April 4, 2019
Economy Continues To Show Signs of Slowdown
Last week, further signs of economic slowdown emerged as the Commerce Department issued a downward revision to the fourth quarter 2018 estimated economic growth. Fourth quarter gross domestic product was revised sharply lower from 2.6 percent to 2.2 percent, which, among other factors, underscored weaker spending by both the consumer state and local governments. The result was another sharp move lower in U.S. interest rates.
Among our second quarter key investment themes is the caution—be ready for slowing earnings. We will cover this declaration in more detail later, but to highlight our point, the markets have been unforgiving to companies that miss earnings, and there are enough excuses in the first quarter for corporate management to hide. Excuses for missed earnings will likely include the global economic slowdown, weather, uncertainty around trade issues with China and Europe, and the government shutdown.

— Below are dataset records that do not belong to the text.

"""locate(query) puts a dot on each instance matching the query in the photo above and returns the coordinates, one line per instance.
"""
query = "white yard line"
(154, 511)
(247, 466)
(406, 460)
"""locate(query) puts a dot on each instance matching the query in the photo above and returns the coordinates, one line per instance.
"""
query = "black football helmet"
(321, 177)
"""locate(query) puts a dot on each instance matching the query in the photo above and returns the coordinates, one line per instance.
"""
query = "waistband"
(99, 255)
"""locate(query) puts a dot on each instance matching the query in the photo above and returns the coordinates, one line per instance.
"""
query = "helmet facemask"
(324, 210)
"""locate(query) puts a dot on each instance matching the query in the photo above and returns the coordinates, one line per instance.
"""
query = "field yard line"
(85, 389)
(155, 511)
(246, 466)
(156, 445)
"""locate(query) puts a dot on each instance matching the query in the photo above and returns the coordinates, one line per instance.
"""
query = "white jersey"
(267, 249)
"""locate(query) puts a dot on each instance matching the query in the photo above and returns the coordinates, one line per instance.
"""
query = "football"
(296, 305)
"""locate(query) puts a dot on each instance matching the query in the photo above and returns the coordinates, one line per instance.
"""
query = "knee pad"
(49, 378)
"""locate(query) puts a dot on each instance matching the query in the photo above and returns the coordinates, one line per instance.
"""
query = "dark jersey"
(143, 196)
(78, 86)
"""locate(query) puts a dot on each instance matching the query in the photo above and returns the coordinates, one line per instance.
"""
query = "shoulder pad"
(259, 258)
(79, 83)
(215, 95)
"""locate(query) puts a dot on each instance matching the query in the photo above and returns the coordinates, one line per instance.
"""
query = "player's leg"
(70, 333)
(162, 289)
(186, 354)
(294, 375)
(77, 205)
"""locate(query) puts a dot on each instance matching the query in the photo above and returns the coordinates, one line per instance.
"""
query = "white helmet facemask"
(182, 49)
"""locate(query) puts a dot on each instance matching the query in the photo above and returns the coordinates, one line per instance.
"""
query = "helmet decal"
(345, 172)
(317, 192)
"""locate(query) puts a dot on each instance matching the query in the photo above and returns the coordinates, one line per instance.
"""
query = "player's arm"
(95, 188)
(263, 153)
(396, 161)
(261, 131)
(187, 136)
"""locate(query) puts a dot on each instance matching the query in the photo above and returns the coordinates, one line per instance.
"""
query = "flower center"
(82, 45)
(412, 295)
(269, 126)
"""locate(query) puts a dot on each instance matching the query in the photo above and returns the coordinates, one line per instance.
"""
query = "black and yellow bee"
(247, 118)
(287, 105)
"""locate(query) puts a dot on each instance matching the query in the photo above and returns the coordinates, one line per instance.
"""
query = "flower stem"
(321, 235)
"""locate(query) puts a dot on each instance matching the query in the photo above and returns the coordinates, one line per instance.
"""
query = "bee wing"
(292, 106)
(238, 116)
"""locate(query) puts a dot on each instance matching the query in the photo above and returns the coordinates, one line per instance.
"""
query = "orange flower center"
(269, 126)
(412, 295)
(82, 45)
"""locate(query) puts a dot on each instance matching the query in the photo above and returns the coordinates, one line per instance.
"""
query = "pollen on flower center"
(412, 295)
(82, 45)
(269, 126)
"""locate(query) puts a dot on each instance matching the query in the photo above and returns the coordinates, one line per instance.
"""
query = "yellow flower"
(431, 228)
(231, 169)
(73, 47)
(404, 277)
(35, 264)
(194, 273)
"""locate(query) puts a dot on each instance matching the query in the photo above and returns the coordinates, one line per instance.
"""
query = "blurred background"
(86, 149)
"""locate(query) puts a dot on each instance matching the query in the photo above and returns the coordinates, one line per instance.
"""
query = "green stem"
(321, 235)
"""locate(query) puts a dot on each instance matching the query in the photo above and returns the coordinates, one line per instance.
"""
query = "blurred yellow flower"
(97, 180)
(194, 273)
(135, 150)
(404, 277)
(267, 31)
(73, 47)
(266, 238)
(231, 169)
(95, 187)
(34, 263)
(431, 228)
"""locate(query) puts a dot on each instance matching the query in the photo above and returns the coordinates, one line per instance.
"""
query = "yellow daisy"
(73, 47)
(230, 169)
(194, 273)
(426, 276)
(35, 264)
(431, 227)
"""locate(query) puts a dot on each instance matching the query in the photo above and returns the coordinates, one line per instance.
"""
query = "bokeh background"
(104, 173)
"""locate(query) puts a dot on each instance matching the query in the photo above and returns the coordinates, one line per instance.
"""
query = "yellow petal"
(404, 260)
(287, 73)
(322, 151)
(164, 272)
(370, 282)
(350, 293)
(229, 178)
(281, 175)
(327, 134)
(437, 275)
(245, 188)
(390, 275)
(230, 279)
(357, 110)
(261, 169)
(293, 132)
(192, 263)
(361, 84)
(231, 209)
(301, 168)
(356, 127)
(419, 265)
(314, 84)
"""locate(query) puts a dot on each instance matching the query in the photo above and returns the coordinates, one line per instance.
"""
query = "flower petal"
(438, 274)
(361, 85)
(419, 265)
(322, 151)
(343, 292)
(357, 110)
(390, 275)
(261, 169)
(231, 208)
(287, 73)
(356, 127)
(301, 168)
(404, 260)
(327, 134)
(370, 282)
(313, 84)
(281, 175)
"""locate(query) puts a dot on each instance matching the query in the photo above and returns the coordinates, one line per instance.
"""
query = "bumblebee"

Another theme for the second quarter is the resolution of U.S.–China trade. We have written extensively over the years about the evolution of capitalism and democracy. The current issue is less about a trade treaty and more about how our form of capitalism competes with a central state sponsored form of capitalism that has no rules other than to serve its government. Our form of capitalism, for all its imperfections, attempts to serve investors, reward risk taking, and allocate capital efficiently. On the other hand, China’s form of capitalism is sponsored by a central state government which controls the rules and exists to serve its government; the government then, in turn, allocates resources to its people. At the risk of sounding overly dramatic, we are at war with China today. It is an economic war. The new U.S.–China trade treaty will establish a paradigm for trade and set the standard for how China competes in the global economy.
Finally, Brexit took an unusual turn last week as Prime Minister Theresa May offered to resign her position under the condition that parliament pass the existing withdrawal agreement. They’ve reached the departure deadline of March 29, meaning the date at which separation between Great Britain and the European Union was supposed to be made final. However, there is still no agreement among the British government and the European Union for the conditions under which Great Britain is permitted to leave the EU. As it stands today, it appears that the United Kingdom will leave the EU on April 12 without a deal. The uncertainty raises significant concern for investors as we expect that capital markets, banks and businesses are not adequately prepared for a sharp, abrupt exit. We would expect short term volatility spikes over the next several weeks and a renewed focus on the health of European banks.
Greg Hahn is president and CIO of Winthrop Capital Management.